Humans scattered before Janx where they’d stood their ground against the other invaders. Desperate men scraped up poker chips and clutched them as they ran for the doors, only to be repelled by bouncers too savvy to let them escape, even amid chaos. Margrit caught a glimpse of Biali’s thick form and brilliantly white hair among the darker heads below, and wondered which he fought for-his employer or vengeance.

"Malik is nearby." Alban’s voice was low enough to cut through the noise.

Margrit twisted in his arms, looking around. "How can you tell?"

"His cane’s made of corundum." Alban tipped his head as Margrit frowned at him. "Sapphire. My family is sensitive to it, and a piece that large is easy to track."

"That’s a sapphire?" Sheer childish greed rose up in Margrit. "It’s as big as my fist. Where’d he get a stone like that? I thought it was glass. My God. Did he get it from Janx? Does Janx really have a hoard? I want to see it." Below near-hysterical interest lay a bitter awareness that people fought for their lives only a few yards below them. Margrit clenched her teeth, trying to control herself, and hoping it was fear and adrenaline that drove her spate of words rather than a sudden loss of faculties. "Never mind the hoard." She scanned the space below with renewed concern. "Where’d he go? How did he get here so fast?"

Alban gave her a look that bordered on pity and brought confused heat to Margrit’s cheeks. It said too clearly that mere humans could never hope to match the speeds even the slowest of the Old Races could achieve; that questions of locomotion were so basic as to be embarrassing.
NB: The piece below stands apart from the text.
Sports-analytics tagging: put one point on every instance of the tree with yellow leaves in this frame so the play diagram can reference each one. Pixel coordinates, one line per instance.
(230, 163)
She remembered, uncomfortably, how Janx’s way of moving often seemed to be a simpled transference of attention, focus flowing from one place to another and drawing his body along with it nearly instantaneously. Lower lip in her teeth, she glanced away. "People are going to start dying down there."

"Then we’d better put a stop to it if we can." Alban finally released her, and Margrit broke into a run again, just as glad to have not encountered the mob unprepared. Alban strong-armed another pair of men, these ones scrambling to escape the fight.

Margrit found a certain reckless satisfaction in bursting into Janx’s office unannounced a few seconds later. The door banged against the wall, steel on steel, and Janx flinched, whipping to face her with his hands clawed, ready for a fight. Margrit skidded on the floor and stopped herself with both hands planted on the cafeteria table he used for a desk. Malik was nowhere to be seen, so she put that aside to blurt, "Cops are coming."

"What?" The startled question was as human and unplanned as his angry flinch had been. "Margrit, I admire your alacrity in arriving, but police? Coming here? I own half the department, my dear. Don’t you think someone might have mentioned an attempt as audacious as…Bother. I can’t think of an alliterative way to end that sentence. Never mind." He fluttered his hand dismissively, with no hint of any emotion beyond his usual lightheartedness. "No one would dare."

"There hasn’t been time for anybody to tell you. Forget the selkies. You’re about to be arrested."

The dragonlord blanched, his skin nearly as white as Alban’s and his fiery hair contrasting to make him look sickly. The green in his eyes was swallowed by rage, leaving nothing but blackness. He leaned forward, fingertips white against the table’s surface. "And you know this how?"

"Tony tipped me off, because he never imagined I’d warn you!"

"The police. So quickly." Janx’s answering whisper bordered between accusation and question. He wrapped his fingers around the edge of the table, as if controlling his anger. "You’ve brought this on me."